"Meanwhile, let us go and howl!" suggested Fouché.
And they rushed into the Convention-room.
CHAPTER XIII
A BROKEN IDOL
Saint-Just is in the tribune. Collot d'Herbois occupies the presidential chair, Collot who, at two in the morning, suspecting Saint-Just's treachery, had openly charged him with it. War is in the air, and every member is at his post.
Fouché looks round for Robespierre as he crosses to his seat. There he is; in the semicircle before the bust of Brutus, at the foot of the tribune which he seems to guard like a vigilant sentinel.
"He is dressed as he was at the Fête of the Supreme Being," whispers Fouché ironically to his neighbour.

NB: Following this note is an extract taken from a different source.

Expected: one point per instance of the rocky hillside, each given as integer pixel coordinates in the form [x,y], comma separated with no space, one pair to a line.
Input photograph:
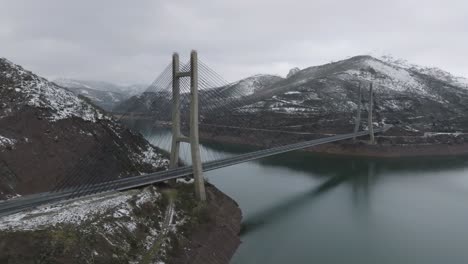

Yes, the Incorruptible has on his sky-blue coat, white-silk embroidered waistcoat, and nankeen knee-breeches buttoned over white stockings, nor has he omitted the powder and the curls. What a strange figure, with his dapper daintiness, his old-fashioned attire, in that seething furnace of fifteen hundred people, actors and spectators, so closely packed, and, most of them with bared breasts, suffocating in the awful heat which oppresses them! The sans-culottes up in the gallery have even taken off their traditional red nightcaps, which they hang on the handles of their sword-sticks like bloodstained trophies.
It is as they expected. Since five the hall has been taken possession of by Robespierrists. All the worst scum of Paris has gathered there; all the bloodhounds of the Revolution, all the riff-raff who accompany the death-tumbrils to the scaffold to the song of the Carmagnole; fish-wives and rowdies, recruited and hired at twenty-four sous apiece to drown with their vociferations every hostile attempt made against the idol of the Commune.
This brutish mob, reeking of sausages, pressed meat, gingerbread and beer, eating and drinking, poison the atmosphere of the Hall.